Born and raised in California, McNamara graduated from the University of California at Berkeley and earned an MBA at Harvard University in 1939. After one year toiling for a San Francisco accounting form, he returned to Harvard as a professor. In 1943, he won appointment as a captain in the Army Air Corps and served the military as an efficiency expert until he left the service in 1946.
After leaving the Army Air Corps, McNamara entered the Ford Motor Company as one of several former military officers who became known within Ford as the “Whiz Kids.” Named Ford President on November 9, 1960, he was the first non-Ford family member to become the company’s top official. Only a month into the job, he was asked by President-elect John Kennedy to become secretary of defense. The claim has been made that McNamara told Kennedy he didn’t know anything about government and the soon-to-be occupant of the White House responded, “I don’t know how to be president either. We can learn our jobs together.” But McNamara’s appointment had been suggested by veteran State Department official Robert Lovett, one of the creators of the sovereignty-compromising NATO alliance that became the pattern for the Southeast Asia Treaty Organization (SEATO), the similar alliance that hamstrung U.S. forces during the Vietnam War. Lovett, a highly placed member of the world-government-promoting Council on Foreign Relations (CFR) knew he had an ally in the man who led Ford for a mere five weeks.

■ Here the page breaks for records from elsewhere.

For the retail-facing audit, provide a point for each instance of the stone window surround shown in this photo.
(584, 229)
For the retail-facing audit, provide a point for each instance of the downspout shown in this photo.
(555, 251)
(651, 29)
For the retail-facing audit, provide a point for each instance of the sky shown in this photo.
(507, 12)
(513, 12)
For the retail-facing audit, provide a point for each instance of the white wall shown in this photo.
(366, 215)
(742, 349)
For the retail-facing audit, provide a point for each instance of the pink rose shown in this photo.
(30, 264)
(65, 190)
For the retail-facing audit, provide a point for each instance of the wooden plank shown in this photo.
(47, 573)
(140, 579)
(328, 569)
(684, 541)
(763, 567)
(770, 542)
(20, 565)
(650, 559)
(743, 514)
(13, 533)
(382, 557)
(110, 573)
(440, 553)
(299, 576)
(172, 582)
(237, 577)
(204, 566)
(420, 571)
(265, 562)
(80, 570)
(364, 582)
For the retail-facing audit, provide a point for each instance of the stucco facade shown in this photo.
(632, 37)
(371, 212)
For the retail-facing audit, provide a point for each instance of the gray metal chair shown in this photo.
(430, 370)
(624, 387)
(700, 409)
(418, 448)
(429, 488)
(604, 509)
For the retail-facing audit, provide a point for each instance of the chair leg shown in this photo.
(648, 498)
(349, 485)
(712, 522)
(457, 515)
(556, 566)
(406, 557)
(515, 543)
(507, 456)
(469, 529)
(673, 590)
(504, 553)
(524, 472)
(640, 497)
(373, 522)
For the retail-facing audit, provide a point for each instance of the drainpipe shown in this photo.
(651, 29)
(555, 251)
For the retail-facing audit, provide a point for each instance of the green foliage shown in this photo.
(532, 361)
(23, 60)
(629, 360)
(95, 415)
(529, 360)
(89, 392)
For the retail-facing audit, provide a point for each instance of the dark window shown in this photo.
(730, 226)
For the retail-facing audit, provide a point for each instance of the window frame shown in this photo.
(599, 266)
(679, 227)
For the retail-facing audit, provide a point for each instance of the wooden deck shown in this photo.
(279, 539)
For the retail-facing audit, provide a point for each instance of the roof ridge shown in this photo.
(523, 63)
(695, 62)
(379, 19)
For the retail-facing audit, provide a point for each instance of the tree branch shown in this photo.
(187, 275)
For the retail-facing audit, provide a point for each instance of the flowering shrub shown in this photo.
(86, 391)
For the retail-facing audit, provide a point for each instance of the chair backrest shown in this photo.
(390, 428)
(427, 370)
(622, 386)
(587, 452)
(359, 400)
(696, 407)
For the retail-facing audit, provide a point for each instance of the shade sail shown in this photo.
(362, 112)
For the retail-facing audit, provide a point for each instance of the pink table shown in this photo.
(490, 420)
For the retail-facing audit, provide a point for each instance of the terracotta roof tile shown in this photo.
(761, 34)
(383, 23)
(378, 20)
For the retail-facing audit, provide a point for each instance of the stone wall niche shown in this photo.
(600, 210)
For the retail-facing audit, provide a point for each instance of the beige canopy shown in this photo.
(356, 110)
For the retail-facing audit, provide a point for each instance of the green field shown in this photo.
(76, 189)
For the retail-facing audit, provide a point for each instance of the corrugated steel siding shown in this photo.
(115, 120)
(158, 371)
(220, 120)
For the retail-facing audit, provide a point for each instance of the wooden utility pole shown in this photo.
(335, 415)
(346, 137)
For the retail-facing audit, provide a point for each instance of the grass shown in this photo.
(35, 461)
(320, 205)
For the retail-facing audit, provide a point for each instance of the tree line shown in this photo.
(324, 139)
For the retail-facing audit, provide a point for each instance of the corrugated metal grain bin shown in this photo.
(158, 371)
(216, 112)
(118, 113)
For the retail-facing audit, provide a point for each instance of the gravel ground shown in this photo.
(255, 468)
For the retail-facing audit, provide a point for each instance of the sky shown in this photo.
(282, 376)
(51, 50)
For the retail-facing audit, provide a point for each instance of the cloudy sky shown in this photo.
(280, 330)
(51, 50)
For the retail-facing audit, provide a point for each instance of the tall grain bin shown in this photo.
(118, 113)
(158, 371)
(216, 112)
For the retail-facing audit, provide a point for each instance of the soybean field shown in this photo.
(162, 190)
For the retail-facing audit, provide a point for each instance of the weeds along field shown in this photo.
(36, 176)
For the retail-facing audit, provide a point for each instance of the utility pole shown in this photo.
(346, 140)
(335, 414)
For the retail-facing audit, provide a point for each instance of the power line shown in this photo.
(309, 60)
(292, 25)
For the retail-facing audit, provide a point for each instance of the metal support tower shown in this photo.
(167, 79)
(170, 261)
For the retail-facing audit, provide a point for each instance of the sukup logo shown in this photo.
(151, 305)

Only months into his new assignment as Defense chief, McNamara and fellow CFR member Secretary of State Dean Rusk presided over the betrayal of Cuban patriots at the infamous April 1961 Bay of Pigs invasion. Planned, financed, and controlled by the administration, the operation included sending a force of 1,400 anti-Castro Cubans into the island nation where they were promptly abandoned, rounded up, and defeated. President Kennedy accepted responsibility for grounding promised air support but McNamara, whose involvement in the operation couldn’t be denied, stayed at his post. He was later praised for a role in successfully defusing the 1962 Cuban Missile Crisis, a highly publicized event that Fidel Castro’s sister, who had defected to the United States, said was a hoax because there were no Soviet missiles in Cuba. (For more information about the Bay of Pigs invasion, see "50th Anniversary of Castro's Rise to Power in Cuba.")
McNamara is most remembered for his role as the leader of America’s involvement in the Vietnam debacle. After JFK’s assassination in November 1963, the number of U.S. military forces fighting the Southeast Asian War grew dramatically, especially when U.S. vessels were reportedly attacked in the Gulf of Tonkin in August 1964. But it was later learned that the supposed attacked never occurred, yet a resolution hurriedly approved by Congress because of it gave newly installed President Lyndon Johnson authorization to greatly expand the war effort. Soon, there were over 500,000 U.S. troops in SE Asia. Casualties escalated as the war dragged on and as potentially successful operations were countermanded from on high. Twenty years later, the McNamara “Rules of Engagement” were published revealing the incredible restrictions on all phases of the war effort that assured eventual defeat.
In their book The Betrayers, Phyllis Schlafly and retired Admiral Chester Ward detailed McNamara’s incredibly harmful impact on U.S. military capability. They reported that he had cut U.S. nuclear strike force in half, scrapped half of our bombers, frozen the number of atomic-powered submarines, and cancelled several missile systems. All of this he accomplished in the face of protests from some in Congress and from military officials who dared speak out.
In 1994 while finishing up a book about Vietnam, he admitted publicly, “We of the Kennedy and Johnson administrations acted according to what we thought were the principles and traditions of our country. But we were wrong. We were terribly wrong.” That 1995 book, In Retrospect: The Tragedy and Lessons of Vietnam, contained his further admission that, by 1967, he had lost faith in the ability of U.S. forces to prevail in Vietnam.
McNamara resigned his Defense post in February 1968 and, within weeks, won appointment as the head of the UN’s World Bank where he served for 12 years. His tenure there was marked by greatly expanding loans to developing countries, much of the funding supplied by U.S. taxpayers. While in Japan on one World Bank mission, he was asked if he would be visiting the U.S. embassy. His emphatic reply was that he would not because he was now “a world citizen.”
After retiring from the World Bank in 1981, McNamara became an advocate of nuclear disarmament. Amazingly, President George W. Bush sought his advice about conducting the Iraq War. He passed away on July 6 at age 93.